To perform the analysis, run the following VAIL code.
var yoloResults = TensorFlowOperation.processImage("targetImage.jpg", "myModel", 0.75)
Assuming that our image contained a car and a person, we might get a result back that looks like the following.
{
{ confidence:0.79194605,
location:[top:259.94803, left:622.9274, bottom:477.97113, right:897.4523],
label:car
},
{
confidence:0.8238598,
location:[top:294.93753, left:342.35565, bottom:421.78534, right:404.92627],
label:person
}
}
To analyze an image stored in a document, use the TensorFlowOperations.processDocument()
procedure. The same style of results are returned.
For use in Apps, please see App tasks YOLO From Images and YOLO From Documents. The ConvertCoordinates task may also be of interest.
“Plain” TensorFlow Models
When presented with a YOLO-based TensorFlow model, Vantiq understands context and organization of the model. As such, it can process the model output, returning data in a manner optimized for the model’s purpose. The running of a YOLO version 3 model returns over 10,000 predictions; Vantiq understands the structure of YOLO model output and does the work to remove duplicates and predictions that are below the required confidence.

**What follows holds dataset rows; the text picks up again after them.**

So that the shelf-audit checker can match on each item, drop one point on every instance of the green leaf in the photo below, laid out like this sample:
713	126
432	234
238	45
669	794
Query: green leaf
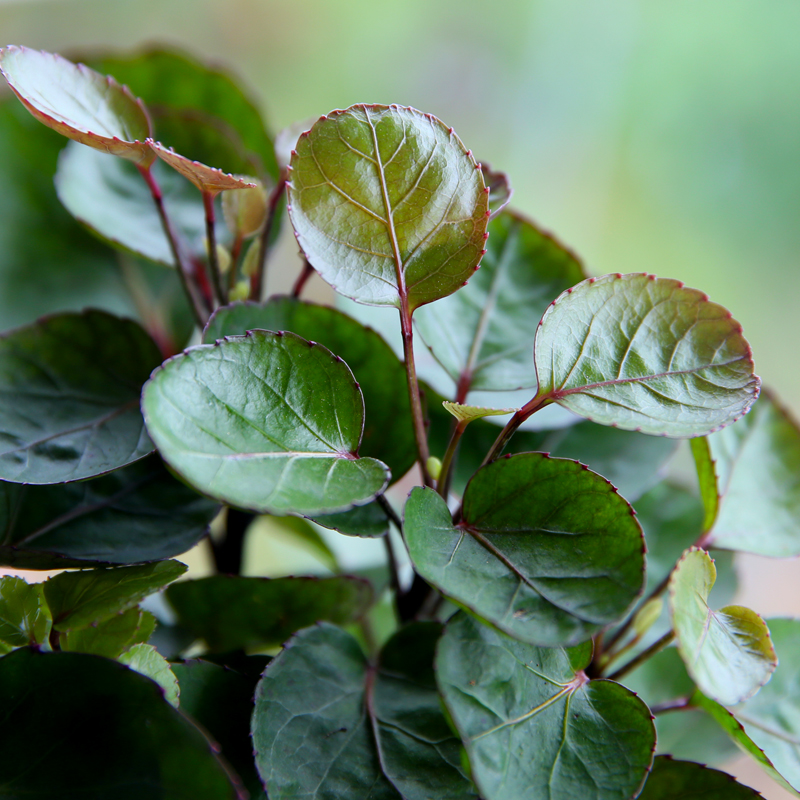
69	406
644	353
757	466
230	612
109	734
78	599
24	616
728	652
387	205
78	102
685	780
268	422
144	659
534	725
138	513
546	550
327	724
388	427
483	334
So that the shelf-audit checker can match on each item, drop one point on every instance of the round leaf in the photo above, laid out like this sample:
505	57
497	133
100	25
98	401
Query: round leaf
546	550
78	102
644	353
534	725
728	652
268	422
69	404
483	334
387	205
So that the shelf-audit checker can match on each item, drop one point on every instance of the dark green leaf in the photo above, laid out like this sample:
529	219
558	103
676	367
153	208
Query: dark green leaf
388	428
268	422
24	616
728	652
546	550
230	612
685	780
327	724
79	599
78	102
534	725
104	731
644	353
483	334
139	513
388	205
69	405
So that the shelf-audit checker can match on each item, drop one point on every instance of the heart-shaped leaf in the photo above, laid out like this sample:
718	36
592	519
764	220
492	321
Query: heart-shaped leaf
230	612
644	353
546	550
78	102
483	334
750	482
534	725
328	724
388	429
69	406
269	422
728	652
139	513
387	205
157	752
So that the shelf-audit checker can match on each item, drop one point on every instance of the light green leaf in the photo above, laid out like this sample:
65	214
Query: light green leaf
268	422
546	550
644	353
387	204
728	652
534	725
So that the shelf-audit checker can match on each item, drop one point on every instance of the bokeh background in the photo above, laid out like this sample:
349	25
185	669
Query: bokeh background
649	135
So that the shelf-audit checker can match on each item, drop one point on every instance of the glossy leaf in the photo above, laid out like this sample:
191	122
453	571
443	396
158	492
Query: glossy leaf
756	464
534	725
268	422
78	599
70	407
109	735
78	102
388	429
685	780
327	724
24	616
728	652
483	335
230	612
644	353
546	550
138	513
387	205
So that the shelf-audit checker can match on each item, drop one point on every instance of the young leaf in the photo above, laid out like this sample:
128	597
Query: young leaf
728	652
69	406
328	724
644	353
387	205
483	334
388	429
534	725
230	612
546	550
138	513
268	422
108	730
78	102
79	599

In the more general case, Vantiq can run the model, but it cannot pre- or post-process the model’s output. Consequently, users of these models must be prepared to interpret the output of the model.
Generally, these models may produce a large volume of output, so application must be prepared to perform the appropriate analysis.
Moreover, the interaction with these models requires a deeper understanding of the input and output needs of the model in question. Developers using models of type tensorflow/plain
are assumed to have an understanding of their model and TensorFlow in general.
Using These Models
At a high level, the running of a TensorFlow model involves the execution of a number of TensorFlow operations. These operations are used to analyze input and produce the results as output. Input and output are delivered to and from named operations through the use of tensors. (This should not be interpreted as deep treatise on TensorFlow; we are merely providing enough terminology to understand the interface required.)
These tensors have a type and value. The dimension of a tensor (is it a scalar or multidimensional array) is determined at runtime, but must match the expectation of the model. A model’s users are expected to understand the input and output requirements for a executing that model.
TensorFlow’s tensor types are more specific than the type system used by VAIL. The Vantiq runtime system will adapt accordingly, so callers need only be aware of the type compatibility. The set of TensorFlow tensor types includes FLOAT, DOUBLE, INT32, INT64, BOOL, and STRING. Generally, a STRING to TensorFlow is a byte array.
To provide data to TensorFlow, it is best to come as close as possible to the TensorFlow type. That is, to provide data to a FLOAT or DOUBLE tensor, it is best to use a VAIL REAL; to provide data to an INT32 or INT64 tensor, the use of an INTEGER is preferable. Any underlying number type will work, but there may be more work involved and less precision.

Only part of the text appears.